Kevin Grieves (Whitworth University) is pleased to announce the publication of his new book, Cold War Journalism: Between Cold Reception and Common Ground (Palgrave Macmillan, 2021). The book explores journalism and journalists of the Cold War era as they were perceived as threats, but also attempts at forging transnational journalistic connections across the Iron Curtain. The book also illuminates efforts to find common journalistic ground within the East and West blocs. The research draws on a range of archival sources, including historical radio and television content.
Vincent DiGirolamo (Baruch College) has been awarded the 2021 Vincent P. DeSantis Prize from the Society for Historians of the Gilded Age and Progressive Era for Crying the News: A History of America’s Newsboys (Oxford University Press, 2019). The prestigious prize honors the best first book written on the period 1865 to 1920 published in the previous two years. Crying the News, said the award jury, “sensitively brings to light the experiences, struggles, and influence of a massive group of child laborers who walked the streets of our cities and towns, often unseen if rarely unheard, for more than a century.”
Amber Roessner (University of Tennessee, Knoxville) has won the History Division’s annual Covert Award for her article, “The Voices of Public Opinion: Lingering Structures of Feeling about Women’s Suffrage in 1917 U.S. Newspaper Letters to the Editor.” Her article “offers insight into the production of letters to the editor as an act of strategic communication by suffragists and anti-suffragists, the regulation of letters to the editor by news gatekeepers and agenda-setters, and the consumption of letters to the editor by newspaper readers in 1917, a pivotal year in the decades-long cultural struggle over women’s suffrage.”

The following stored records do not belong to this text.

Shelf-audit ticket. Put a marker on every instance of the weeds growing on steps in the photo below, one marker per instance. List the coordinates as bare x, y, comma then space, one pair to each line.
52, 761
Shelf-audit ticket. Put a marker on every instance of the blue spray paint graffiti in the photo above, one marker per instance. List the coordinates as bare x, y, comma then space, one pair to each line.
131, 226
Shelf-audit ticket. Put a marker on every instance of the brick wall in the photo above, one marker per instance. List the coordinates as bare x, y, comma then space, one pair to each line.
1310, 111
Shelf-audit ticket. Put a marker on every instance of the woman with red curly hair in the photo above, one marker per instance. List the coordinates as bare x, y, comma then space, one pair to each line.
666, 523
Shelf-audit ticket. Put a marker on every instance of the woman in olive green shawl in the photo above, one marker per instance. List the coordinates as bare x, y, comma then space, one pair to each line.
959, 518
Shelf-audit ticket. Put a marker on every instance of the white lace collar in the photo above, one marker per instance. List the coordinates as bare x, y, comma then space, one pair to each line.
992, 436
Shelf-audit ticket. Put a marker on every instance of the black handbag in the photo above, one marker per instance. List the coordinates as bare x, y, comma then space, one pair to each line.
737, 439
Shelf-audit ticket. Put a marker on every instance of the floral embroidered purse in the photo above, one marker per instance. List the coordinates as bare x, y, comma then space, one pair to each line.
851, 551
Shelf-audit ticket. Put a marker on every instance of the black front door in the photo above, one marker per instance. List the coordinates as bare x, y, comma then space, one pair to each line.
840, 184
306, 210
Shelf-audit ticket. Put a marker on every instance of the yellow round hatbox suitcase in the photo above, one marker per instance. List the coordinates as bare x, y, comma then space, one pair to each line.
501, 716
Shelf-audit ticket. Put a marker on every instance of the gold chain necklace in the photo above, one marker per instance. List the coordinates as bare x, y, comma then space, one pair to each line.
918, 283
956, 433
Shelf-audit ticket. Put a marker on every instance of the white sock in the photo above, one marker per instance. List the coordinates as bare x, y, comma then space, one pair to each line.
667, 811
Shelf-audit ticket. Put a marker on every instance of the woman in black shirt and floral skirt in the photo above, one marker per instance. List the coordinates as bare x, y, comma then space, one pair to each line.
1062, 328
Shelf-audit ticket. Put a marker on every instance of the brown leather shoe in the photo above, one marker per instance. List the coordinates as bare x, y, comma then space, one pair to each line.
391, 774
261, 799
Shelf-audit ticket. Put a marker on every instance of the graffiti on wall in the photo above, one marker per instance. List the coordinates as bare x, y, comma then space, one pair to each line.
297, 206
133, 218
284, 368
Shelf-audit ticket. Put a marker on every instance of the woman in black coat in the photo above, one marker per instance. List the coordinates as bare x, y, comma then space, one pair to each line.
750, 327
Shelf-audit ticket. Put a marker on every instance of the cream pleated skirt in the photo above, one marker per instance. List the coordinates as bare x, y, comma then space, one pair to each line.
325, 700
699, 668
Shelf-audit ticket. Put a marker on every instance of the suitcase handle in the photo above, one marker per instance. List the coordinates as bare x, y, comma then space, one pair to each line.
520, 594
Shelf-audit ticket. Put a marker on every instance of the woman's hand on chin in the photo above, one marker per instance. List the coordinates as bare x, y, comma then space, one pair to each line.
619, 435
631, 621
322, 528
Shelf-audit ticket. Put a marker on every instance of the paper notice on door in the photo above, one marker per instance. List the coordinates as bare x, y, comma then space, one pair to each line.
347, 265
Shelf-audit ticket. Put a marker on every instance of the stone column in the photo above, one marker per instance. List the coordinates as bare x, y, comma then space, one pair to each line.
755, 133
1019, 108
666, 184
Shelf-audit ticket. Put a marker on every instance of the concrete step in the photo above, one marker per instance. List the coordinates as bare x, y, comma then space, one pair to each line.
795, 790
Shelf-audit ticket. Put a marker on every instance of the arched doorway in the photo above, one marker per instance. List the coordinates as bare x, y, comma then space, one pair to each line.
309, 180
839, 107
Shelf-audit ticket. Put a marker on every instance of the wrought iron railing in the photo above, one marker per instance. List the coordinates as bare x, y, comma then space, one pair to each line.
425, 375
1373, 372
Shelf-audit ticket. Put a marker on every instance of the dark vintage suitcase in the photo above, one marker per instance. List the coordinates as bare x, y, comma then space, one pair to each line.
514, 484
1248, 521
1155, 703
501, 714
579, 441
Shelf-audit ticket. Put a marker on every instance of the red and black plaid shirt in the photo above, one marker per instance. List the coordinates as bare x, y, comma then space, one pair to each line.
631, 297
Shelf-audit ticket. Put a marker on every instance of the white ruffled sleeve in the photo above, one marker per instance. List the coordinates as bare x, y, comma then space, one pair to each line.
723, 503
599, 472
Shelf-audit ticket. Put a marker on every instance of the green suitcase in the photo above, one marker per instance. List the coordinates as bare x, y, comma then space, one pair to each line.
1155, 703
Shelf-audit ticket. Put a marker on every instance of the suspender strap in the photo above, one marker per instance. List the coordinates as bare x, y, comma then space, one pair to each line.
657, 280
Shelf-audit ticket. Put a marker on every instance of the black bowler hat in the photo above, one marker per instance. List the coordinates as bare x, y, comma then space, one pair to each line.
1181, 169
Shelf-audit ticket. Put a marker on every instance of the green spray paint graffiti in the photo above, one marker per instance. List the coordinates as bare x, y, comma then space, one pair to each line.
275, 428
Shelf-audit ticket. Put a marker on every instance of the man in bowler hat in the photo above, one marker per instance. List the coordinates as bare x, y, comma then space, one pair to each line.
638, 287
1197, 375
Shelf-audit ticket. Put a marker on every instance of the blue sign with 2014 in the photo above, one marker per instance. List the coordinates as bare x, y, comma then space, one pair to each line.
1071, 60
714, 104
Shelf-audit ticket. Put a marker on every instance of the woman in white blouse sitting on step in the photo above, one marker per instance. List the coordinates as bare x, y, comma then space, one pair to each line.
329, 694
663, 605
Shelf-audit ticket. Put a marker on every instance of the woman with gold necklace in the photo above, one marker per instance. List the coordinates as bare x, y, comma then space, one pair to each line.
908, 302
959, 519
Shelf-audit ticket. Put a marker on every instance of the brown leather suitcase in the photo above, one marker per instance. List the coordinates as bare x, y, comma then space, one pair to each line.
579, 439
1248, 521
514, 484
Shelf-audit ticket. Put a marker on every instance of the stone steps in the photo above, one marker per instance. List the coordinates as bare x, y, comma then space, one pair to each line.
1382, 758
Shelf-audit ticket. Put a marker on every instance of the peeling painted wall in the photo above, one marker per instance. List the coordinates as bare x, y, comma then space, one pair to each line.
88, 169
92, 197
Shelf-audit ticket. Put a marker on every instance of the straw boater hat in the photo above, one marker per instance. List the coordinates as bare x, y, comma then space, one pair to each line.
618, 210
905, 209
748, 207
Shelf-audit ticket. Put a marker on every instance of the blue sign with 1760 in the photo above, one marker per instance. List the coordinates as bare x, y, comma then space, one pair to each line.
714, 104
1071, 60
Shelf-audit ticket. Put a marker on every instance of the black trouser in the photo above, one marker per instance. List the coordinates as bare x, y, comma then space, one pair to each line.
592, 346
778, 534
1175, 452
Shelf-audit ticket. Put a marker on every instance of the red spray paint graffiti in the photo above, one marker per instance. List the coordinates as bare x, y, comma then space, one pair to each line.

Earnest Perry (University of Missouri) has won the AEJMC’s Lionel C. Barrow Jr. Award for Distinguished Achievement in Diversity and Research Education. His work includes co-editing Cross-Cultural Journalism and Strategic Communication: Storytelling and Diversity (Routledge, 2020, second edition), with Maria E. Len-Rios.
Jinx Coleman Broussard (Louisiana State University) has won the History Division’s annual Donald L. Shaw Senior Scholar Award for her ground-breaking contributions in the history of journalism and mass communication scholarship, as well as her years of excellence in teaching and mentorship. Her work includes Public Relations and Journalism in Times of Crisis: A Symbiotic Partnership (Peter Lang, 2019), with Andrea Miller;African American Foreign Correspondents: A History (LSU Press, 2013); and Giving a Voice to the Voiceless: Four Pioneering Black Women Journalists (Routledge, 2004).
John Maxwell Hamilton (Louisiana State University) has won the History Division’s annual book award for Manipulating the Masses: Woodrow Wilson and the Birth of American Propaganda (LSU Press, 2020). The judges described the book, which examines the Creel Committee’s establishment of a propaganda system and the threat it posed to democracy, as “a magisterial work, comprehensive and highly readable.”